Yav he he. Eee nasıl uyuyacağım ben şimdi?
Az önce düşünmekten uyuyamıyordum şimdi ise heyecandan uyuyamıyorum.
Ama kokusu o kadar rahatlatıcı gelmisti ki anlamadan uykuya dalmıştım.
Ne olduğunu anlamadan kavga sesleriyle huzurlu uykumdan sıyrıldığımda yanımda Araf'ın olmadığını gördüm.
Üzerimdeki pikeyi kenara itip yataktan kalkıp bir şey yapmadan sessizce kapıyı açtım. Şimdi sesler daha belirgindi ama yine de anlaşılmıyordu.
Sessizce merdivenlere yaklaştım. Kavga edenler Araf ve Ömer'di. Dinlediğimde hiçbir şeyin eskisi gibi olmayacağından bir haber dinlemeye başladım.
Araf'ın sesini duydum ilk önce "Sessiz ol! Kız uyanacak."
"Ya abi bırak şimdi kızı falan. Sana ne söylüyorum burada duymuyor musun?" Ömer'i ise ilk kez bu kadar sinirli görüyordum. Durduğum yerde beni görmeleri imkânsız olduğu için rahattım.
"Duyuyorum. Sen benden Eftalya ya böyle bir şeyi söyleme mi nasıl beklersin? Aklım almıyor Ömer."
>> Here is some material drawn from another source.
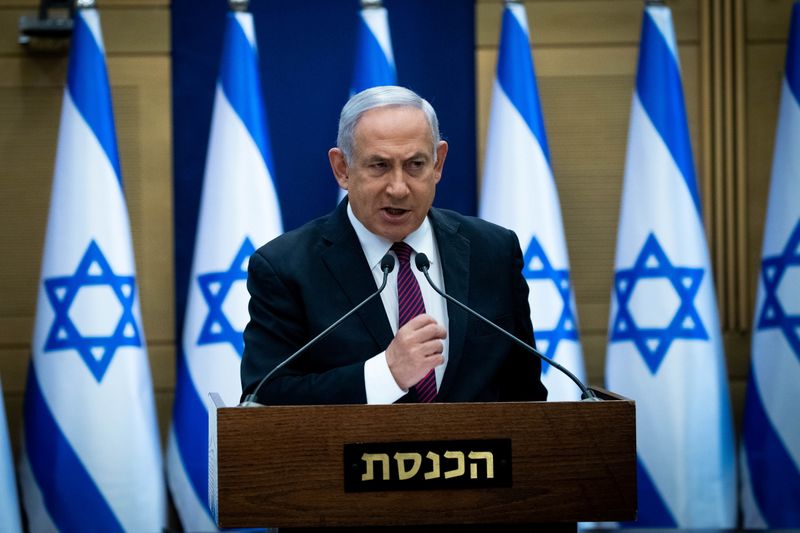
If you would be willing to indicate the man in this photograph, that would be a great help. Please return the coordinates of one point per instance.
(399, 348)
"Senin bir suçun yokken kız senin hakkında yalan yanlış ne varsa biliyor Araf. Yazık değil mi oğlum sana? Yazık değil mi lan kıza? Çekmediği dert, görmediği acı kalmadı."
Nasıl yani ben Araf hakkında neyi yanlış biliyordum ki?
Araf'ın konuşmasıyla tekrar odağımı onlara verdim.
ŞİMDİ OKUDUĞUN
MAHZEN
Genç KurguNereden bilebilirdim, hayatımın altüst olacağını? Nerden bilebilirdim, bundan sonra hayatımın kökten değişeceğini? Bilemezdim. Bilemedim de. Araf ben sana dair her şeyi unuttum mu?" Gözlerime öyle baktı ki bir anlam veremedim. Ama acının geriye bı...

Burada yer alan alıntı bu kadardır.